[linux-audio-dev] Re: Behringer

Jan Depner eviltwin69 at cableone.net
Sat Dec 4 15:18:05 UTC 2004


On Fri, 2004-12-03 at 19:58, Dave Robillard wrote:

> Your initial reply to me, which was not about the issue at hand
> whatsoever - you called me obnoxious and insulting.  That counts as a
> personal attack in my books, and immediately forced the discussion in a
> useless direction.  Point is you made comments about me personally, not
> my statements (always the sign of someone with no argument to stand on,
> BTW)
> 
    I didn't call you obnoxious.  I asked you to stop being obnoxious. 
A fine difference I admit but a difference anyway.  You *did* insult a
number of people by calling their ideas ignorant so, in my book, you
started the personal attacks.  Yours were just blanket personal
attacks.  I asked you to stop.

    Now, on to more important things.  I agree with almost everything
else you've said in this post and I think it's the right direction to go
in.  The one thing I disagree with is that we *all* care about personal
freedom.  It's just that some of us are a bit more pragmatic about it. 
We do have to live in the real world after all.

> Anyway, I'm not going to continue this completely pointless avenue of
> conversation anymore.
> 
> To everyone:  how about we end this stupid argument and turn this thread
> into something good.  Yes, some of us care about freedom, and yes, some
> of us don't give a **** about freedom.  However, we can all agree that
> (from the user perspective) open drivers are vastly superior for us, as
> Linux audio users (and to consumers in general).  Can't argue about
> fact. :)
> 
> Why don't we find out the best way we can attempt to convince RME open
> is the way to go, and have as many of us as possible contribute?
> 
> Options I can think of:
> 
> - Mass letter campaign, with a template letter.  Good, because it's
> easy, also good because it gives the impression of many individual
> customers being dissatisfied.  This letter could be a "please open your
> driver" letter, or an "I'm not buying any of your products ever (again)"
> letter, or some combination of both.  Either way, the point that a
> closed driver is a much less desirable (though not inacceptable, at
> least to some of us) must be made (some companies just don't "get it").
> It's probably better to ask for specs.. we really have no right to be
> demanding RME do more work.
> 

    This is probably the best option.  I think you could also point out
that the Linux community as a whole is interested in finding a vendor
that they can trust and work with.  A vendor that works with us on an
open basis would probably engender a hell of a lot of customer loyalty
(along the lines of Mac users ;-)  The only negative is that it's hard
to fight inertia.  Getting enough people to do this could be tricky.
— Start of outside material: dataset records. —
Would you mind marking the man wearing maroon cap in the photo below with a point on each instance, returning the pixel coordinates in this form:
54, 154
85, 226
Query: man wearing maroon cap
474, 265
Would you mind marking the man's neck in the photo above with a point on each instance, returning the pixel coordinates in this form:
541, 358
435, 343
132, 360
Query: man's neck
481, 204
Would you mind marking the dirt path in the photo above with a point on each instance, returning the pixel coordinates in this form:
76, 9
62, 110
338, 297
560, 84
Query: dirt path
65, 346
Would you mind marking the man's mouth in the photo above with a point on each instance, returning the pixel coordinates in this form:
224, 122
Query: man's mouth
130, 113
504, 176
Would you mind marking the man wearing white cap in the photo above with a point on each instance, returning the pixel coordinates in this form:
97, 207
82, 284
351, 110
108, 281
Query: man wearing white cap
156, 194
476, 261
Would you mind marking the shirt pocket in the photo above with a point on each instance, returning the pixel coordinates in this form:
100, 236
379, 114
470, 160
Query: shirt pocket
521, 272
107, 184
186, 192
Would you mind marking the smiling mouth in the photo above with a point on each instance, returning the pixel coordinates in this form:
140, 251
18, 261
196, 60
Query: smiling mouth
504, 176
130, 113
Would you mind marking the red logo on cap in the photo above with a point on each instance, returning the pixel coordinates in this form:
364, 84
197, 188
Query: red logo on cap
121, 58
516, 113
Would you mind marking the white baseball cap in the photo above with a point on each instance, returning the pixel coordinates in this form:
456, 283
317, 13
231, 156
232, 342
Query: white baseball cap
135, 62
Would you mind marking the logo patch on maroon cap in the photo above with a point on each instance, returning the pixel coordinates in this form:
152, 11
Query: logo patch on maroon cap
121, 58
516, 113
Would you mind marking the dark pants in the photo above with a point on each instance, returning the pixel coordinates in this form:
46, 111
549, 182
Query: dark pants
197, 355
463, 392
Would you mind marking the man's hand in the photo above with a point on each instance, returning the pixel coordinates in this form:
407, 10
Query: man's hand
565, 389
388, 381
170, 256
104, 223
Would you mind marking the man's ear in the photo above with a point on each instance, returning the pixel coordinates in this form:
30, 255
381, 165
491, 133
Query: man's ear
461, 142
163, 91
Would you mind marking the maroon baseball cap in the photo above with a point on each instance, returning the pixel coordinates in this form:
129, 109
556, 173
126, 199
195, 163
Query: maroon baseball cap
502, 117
> - Petition.  Probably not the right attitude we want to project, and
> less impact than many individual letters anyway.
> 
    Agreed.  The only good point is that it's much easier to get people
to sign an online petition than sending individual letters.

> - Forum posting.  Apparently there's an RME forum?  Never seen it
> personally.  Possibly better than email letters because it's viewable by
> the public and they can't just ignore all of us.  Plus a productive
> conversation might result.
> 
    As long as we keep it respectable.